Leonardo Boff [3], quant à lui, est à la tête d’un manifeste dans lequel il signale : « Nous rejetons l’actuel projet du gouvernement fédéral de dérivation du fleuve San Francisco » car « il n’est pas démocratique, puisqu’il ne démocratise pas l’accès à l’eau pour les personnes qui ont soif dans la région semi-aride ».
Le président Lula affirme que les travaux apporteront de l’eau à 12 millions de pauvres et qu’« entre l’évêque et les pauvres, je suis du côté des pauvres ». Son ministre de l’Intégration nationale, Geddel Vieira, accuse l’évêque d’être « l’ennemi numéro un de la démocratie ». C’est la première fois que les mouvements sociaux et d’éminents intellectuels se heurtent frontalement à Lula, sur un sujet qui ne permet pas deux lectures.
Le 27 novembre, l’évêque de Barra, dans l’État de Bahia, débutait sa deuxième grève de la faim contre le détournement du fleuve San Francisco. La première, il l’avait faite pendant 11 jours en 2005, pour les mêmes raisons mais il avait décidé d’y mettre un terme suite à l’engagement du gouvernement de Lula d’interrompre les travaux et d’ouvrir un débat avec la société. Une fois Lula réélu, fin 2006, la mise en œuvre du projet se poursuivit, toujours sans débat national.
Le jeûne de l’évêque a mobilisé la société civile. Cinq mille eprsonnes ont manifesté, à l’appel de la Commission Pastorale de la Terre (CPT) et du Mouvement Sans Terre (MST), jusqu’à la localité de Sobradinho, sur les bords du fleuve où Cappio réalisa son jeûne. Les démonstrations de solidarité sont venues de tout le Brésil : étudiants, paysans, affectés par des barrages hydroélectriques, étudiants, féministes, syndicalistes, religieux et religieuses.
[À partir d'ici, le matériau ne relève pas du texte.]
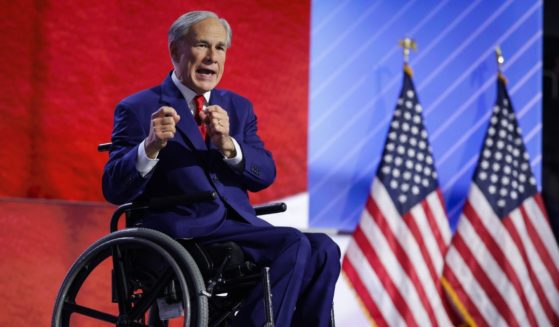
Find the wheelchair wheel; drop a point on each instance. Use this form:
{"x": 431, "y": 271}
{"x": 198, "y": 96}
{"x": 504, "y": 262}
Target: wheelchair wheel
{"x": 148, "y": 267}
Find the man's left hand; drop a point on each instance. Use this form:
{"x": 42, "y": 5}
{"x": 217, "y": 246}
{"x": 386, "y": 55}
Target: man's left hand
{"x": 217, "y": 122}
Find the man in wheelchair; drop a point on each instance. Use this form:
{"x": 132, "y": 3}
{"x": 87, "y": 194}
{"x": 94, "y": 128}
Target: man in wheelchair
{"x": 186, "y": 136}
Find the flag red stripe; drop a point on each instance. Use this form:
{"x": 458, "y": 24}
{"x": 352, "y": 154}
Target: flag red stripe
{"x": 363, "y": 293}
{"x": 387, "y": 282}
{"x": 414, "y": 229}
{"x": 464, "y": 297}
{"x": 535, "y": 282}
{"x": 402, "y": 257}
{"x": 540, "y": 247}
{"x": 477, "y": 271}
{"x": 500, "y": 257}
{"x": 435, "y": 228}
{"x": 538, "y": 198}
Le 11 décembre, le Tribunal régional fédéral de la 1ère Région a accepté une requête du ‘Conseil régional de recours hydriques’ et a ordonné de paralyser les travaux débutés en juillet par l’armée. Ce jour-là, la Conférence nationale des évêques se réunissait avec Lula. Face au manque de réponse favorable, le 14, elle a publié un communiqué d’appui au jeûne et à la prière de l’évêque.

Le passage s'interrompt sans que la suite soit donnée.